I've heard those words over and over after the various ways in which various chickens of ours have crossed the rainbow bridge into chicken Valhalla. It's always the favorite one. We've had rounds of chickens--largely a sequence of increasingly inbred miniature ones (this was not the plan) and currently a flock of six full-sized ones that look freaking huge in comparison.

Every now and then a hawk gets one, or a fisher cat, or one just drops dead for no apparent reason. We've had chicks, and enjoyed their adorable fluffiness--but inevitably, only about 2/3 of those born survive. There's nothing sadder than a dead little chick lying in the dirt.

And so I've had to explain to my kids that, as evidenced by chickendom, life is a sequence of Joy and Death. Joy, Death, Joy, Death. If you're lucky, you get more joy than death. Regardless, this is normal.

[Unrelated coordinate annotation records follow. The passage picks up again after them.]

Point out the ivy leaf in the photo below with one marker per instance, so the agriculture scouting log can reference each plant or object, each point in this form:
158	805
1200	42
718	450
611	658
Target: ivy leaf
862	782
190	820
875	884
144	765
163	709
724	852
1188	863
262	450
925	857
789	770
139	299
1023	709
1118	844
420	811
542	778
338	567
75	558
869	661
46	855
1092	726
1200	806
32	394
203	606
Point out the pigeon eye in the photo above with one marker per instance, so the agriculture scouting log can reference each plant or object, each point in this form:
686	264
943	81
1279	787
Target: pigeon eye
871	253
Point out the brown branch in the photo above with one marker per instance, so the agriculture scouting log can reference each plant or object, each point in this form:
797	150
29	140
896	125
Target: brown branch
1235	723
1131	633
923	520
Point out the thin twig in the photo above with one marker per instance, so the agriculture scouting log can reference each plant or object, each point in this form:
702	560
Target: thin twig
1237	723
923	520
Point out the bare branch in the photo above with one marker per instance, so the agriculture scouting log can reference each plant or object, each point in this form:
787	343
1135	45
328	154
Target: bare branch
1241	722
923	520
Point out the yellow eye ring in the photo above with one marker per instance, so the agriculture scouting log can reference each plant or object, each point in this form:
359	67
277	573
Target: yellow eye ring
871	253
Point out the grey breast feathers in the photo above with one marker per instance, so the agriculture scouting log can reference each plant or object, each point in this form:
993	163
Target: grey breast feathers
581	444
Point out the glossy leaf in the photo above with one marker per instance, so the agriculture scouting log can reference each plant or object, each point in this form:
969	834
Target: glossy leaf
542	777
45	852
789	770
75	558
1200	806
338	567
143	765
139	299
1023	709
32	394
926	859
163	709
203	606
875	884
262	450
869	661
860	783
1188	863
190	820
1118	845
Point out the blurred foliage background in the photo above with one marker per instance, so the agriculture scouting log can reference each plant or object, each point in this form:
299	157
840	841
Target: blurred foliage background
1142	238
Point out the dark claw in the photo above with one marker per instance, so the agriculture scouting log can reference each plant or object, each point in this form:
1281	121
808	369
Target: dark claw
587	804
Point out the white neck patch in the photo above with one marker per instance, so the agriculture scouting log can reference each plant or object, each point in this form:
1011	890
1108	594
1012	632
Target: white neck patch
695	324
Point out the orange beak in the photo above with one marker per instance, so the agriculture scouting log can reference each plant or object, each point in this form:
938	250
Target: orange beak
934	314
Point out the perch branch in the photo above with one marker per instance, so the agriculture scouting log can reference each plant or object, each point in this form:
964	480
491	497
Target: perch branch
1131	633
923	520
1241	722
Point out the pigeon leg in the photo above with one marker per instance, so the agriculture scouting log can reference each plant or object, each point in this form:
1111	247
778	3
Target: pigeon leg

There was the wonderful spirit that was Dmitri, the bantam rooster, who would attack my ankle every time I turned my back to him--Missing In Action, and sweet Artie, who loved posing for the camera--dead in a fire. There was Isis, who gave birth to practically everybody and was taken by a hawk, and Peep who did his mom and made more chickens, then got gang-raped by ducks and perished from a non-related disease. Then there was No-Neck, who I had to put out of her misery with a pointy shovel less than five minutes after eating Kentucky Fried Chicken when a small hawk decided to partially eat her alive.

Life can be gruesome.

But we still love our chickens.

It's bizarre sometimes being so present to the cycle of life and death, to see it enacted so frequently. I can't tell you how many times my youngest has seen me march by him in the kitchen with a shovel. It makes me a little sad that he doesn't ask any more.

Anyways-- the only proper way to deal is to say, in life, what we say to them upon death: "May you be blessed on your journey."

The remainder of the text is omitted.